Emma Jones is a lecturer in law at The Open University, UK. Prior to working in academia, she was a solicitor in private practice specialising in construction law. She is currently Chair of The Open University’s clinical legal education module. Emma completed her PhD thesis on the role of emotion in undergraduate legal education. Her current areas of research include legal education, law and emotion, multiple intelligences and emotional intelligence, law and empathy, therapeutic jurisprudence, law student wellbeing and the role of emotion and wellbeing within the legal profession. Emma is co-convenor of a stream on law and emotion (with John Stannard of Queen's University Belfast) at the Socio-Legal Studies Association's annual conference, an Academic Fellow of The Honourable Society of the Inner Temple and a Senior Fellow of the Higher Education Authority.

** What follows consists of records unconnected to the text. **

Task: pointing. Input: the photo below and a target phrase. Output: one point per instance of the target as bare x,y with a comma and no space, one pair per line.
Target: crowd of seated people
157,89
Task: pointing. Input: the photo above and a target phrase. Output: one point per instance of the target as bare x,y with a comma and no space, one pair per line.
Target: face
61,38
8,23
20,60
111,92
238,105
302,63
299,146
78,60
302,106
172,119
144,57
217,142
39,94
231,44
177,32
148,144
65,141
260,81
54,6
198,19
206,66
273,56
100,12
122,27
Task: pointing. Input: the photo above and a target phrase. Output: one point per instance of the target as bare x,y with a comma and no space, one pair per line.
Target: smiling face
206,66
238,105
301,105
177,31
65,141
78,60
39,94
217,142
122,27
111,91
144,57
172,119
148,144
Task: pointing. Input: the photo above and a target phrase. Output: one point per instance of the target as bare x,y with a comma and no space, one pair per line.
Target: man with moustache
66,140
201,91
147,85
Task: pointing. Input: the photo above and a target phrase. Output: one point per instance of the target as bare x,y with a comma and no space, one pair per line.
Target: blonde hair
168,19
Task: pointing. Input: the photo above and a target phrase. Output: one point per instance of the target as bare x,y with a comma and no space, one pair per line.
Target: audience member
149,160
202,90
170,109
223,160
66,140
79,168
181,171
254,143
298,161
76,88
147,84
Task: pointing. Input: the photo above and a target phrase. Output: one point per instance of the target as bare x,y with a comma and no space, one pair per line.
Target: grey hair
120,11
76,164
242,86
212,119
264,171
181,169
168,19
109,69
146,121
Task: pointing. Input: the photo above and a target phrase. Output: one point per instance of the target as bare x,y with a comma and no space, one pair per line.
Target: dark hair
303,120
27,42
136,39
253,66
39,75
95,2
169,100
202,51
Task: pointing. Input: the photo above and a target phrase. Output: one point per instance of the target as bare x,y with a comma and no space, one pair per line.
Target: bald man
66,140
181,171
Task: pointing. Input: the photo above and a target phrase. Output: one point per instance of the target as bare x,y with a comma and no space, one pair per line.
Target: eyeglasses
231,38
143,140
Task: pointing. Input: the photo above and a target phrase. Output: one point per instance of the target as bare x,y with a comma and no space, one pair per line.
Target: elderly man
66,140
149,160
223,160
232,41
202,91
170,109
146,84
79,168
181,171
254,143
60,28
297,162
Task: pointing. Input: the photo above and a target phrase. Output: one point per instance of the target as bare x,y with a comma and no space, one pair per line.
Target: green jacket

Tim Bleeker ​studied law at the Utrecht Law College (LLB hons.) and the Legal Research Master (LLM cum laude) at the University of Utrecht. During his studies, he participated in various project-groups on legal education, and assisted in the editing of ‘Academic Learning in Law’ by Van Klink and De Vries (Edward Elgar 2016). Tim wrote a chapter on legal education, and also co-authored an article this topic. After finishing his Master, Tim worked as a lecturer in law at the Molengraaff Institute of Private Law of Utrecht University. Currently, Tim is a PhD-researcher at the Utrecht Centre for Water, Oceans and Sustainability Law (UCWOSL). Tim's PhD-research focuses on personal liability (under Dutch civil, administrative and criminal law) of directors and executives for environmental damage. Tim also published on topics such as climate change litigation, transnational corporate liability law, public interest litigation and legal injunctions.